After an hour or so on the water we arrived off the mouth of the Little Choptank River where we joined a growing fleet of boats, most of them from the Western Shore. We all jockeyed for position as we watched for the arrival of the fish. Baitfish were passing beneath us in growing numbers and birds worked the surface in search of an easy meal. It was not long before we began to spot rockfish moving into False Channel. At 8:30am Captain Fish gave us the signal to “drop the junk in the water” and we were soon trolling a slough known to the local crabbers and fishermen as the James Island stone piles with white Shassy Shad and a chartreuse bug recently concocted by the good captain.

The first fish hit after trolling for 15 minutes - 17 inches, a nice fish but too short by an inch. Back over the side it went. A few more tossers hit before I landed the day’s first keeper squeaking by at just over 18 inches. How cruel are the fates that a fraction of an inch can make the difference between freedom and the cooler. It looked like we had found a promising but precarious spot for fish as we maneuvered among sets of crab pots scattered among the rock piles and shallow ledges northwest of James Island. We had fished this general area back in May during the trophy season, but then in deeper water, closer to the shipping channel. Now we were watching for rocks as well as fish and we lost lengths of expensive fishing line and a few rigs that snagged on bottom structure or a derelict crab pot while landing several more fish . . . a few for the cooler and more returned to the water to be caught another day. Those are the breaks.

Slack tide arrived mid morning and the birds disappeared and with them the fish. We kept trolling the shoals but the only thing to come aboard were a couple of blue crab. With only three fish in the cooler after two hours of fishing, the captain broke out an umbrella rig as we reset our lines at different lengths and depths. This became a time of mostly quiet reflection as we watched and listened to what the other boats were doing (not much) and Captain Fish tried to figure where we might go to get back on the fish. Some dozed or nibbled on the provision we had brought with us. I sat in the wheelhouse with the captain and made a few notes.

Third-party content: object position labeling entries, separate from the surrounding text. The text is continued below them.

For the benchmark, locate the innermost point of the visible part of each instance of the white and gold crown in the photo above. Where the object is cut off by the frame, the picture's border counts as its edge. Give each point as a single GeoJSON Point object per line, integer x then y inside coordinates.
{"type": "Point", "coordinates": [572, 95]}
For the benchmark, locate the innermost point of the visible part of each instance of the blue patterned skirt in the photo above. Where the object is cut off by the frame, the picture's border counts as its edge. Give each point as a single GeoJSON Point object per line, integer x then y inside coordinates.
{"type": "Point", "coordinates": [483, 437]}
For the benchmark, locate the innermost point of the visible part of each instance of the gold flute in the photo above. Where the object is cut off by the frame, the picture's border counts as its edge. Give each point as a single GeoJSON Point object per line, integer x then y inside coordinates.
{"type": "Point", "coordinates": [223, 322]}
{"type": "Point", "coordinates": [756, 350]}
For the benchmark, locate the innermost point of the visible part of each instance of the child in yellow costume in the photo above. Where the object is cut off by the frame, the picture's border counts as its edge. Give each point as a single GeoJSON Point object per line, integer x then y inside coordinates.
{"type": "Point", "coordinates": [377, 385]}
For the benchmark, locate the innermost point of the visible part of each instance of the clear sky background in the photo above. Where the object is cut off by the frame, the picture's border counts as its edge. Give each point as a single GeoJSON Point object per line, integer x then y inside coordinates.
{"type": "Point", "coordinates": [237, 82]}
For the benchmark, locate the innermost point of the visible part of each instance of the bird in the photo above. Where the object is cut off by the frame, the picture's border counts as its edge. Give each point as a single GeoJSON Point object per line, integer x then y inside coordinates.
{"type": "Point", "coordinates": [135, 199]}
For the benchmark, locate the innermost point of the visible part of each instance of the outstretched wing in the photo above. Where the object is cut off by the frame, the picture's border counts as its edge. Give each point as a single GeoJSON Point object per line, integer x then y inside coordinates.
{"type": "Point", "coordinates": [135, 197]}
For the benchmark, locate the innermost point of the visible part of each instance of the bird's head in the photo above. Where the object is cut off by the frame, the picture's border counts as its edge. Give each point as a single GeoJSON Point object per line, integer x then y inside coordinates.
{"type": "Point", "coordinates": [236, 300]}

This was my fourth trip with Captain Fish. He sees me coming like a chef sees a restaurant critic sitting at one of his tables. I pull out my pocket notebook and the captain closes his eyes and gently shakes his head. “Oh no, what is he going to write about this time?” No worries. The captain always puts us on the fish and he wants his sports to come home with fish in the cooler. But whether they are large or small, keepers or tossers, in my book they are all fun to catch. And even if there is not a single fish in the cooler when we arrive back at the dock, it was a great day to be out on the water. Good friends, great scenery and a captain who knows his stuff. He has nothing to fear from my pen.

With a flooding tide the baitfish and the rockfish returned and we moved south of James Island and into deeper water. For every fish that went into the cooler we returned three or four to the water. The action was quick as we continued to move our rigs around. By 1:45pm we had eight fish in the cooler as the wind and the chop returned. We needed two more to make our limit and we finally had these by 3pm when it was time to make our way back to Tilghman Island. As we pulled our “junk” aboard and stowed our gear, someone commented that it was a perfect “Sherwin-Williams” day. We had “covered the world” looking for fish and we were going home tired but with smiles on our faces. The tossers were fun to catch and I did not mind setting them free. I look forward to making their acquaintance again when they have grown up a little bit. Maybe in the spring.

That evening we had rockfish for dinner before I headed back across the Bay and home. Captain Fish had filleted our catch upon our return to the dock and these were broiled and served with roasted red potatoes. The meal you eat today was asleep last night in Chesapeake Bay. May can’t here soon enough.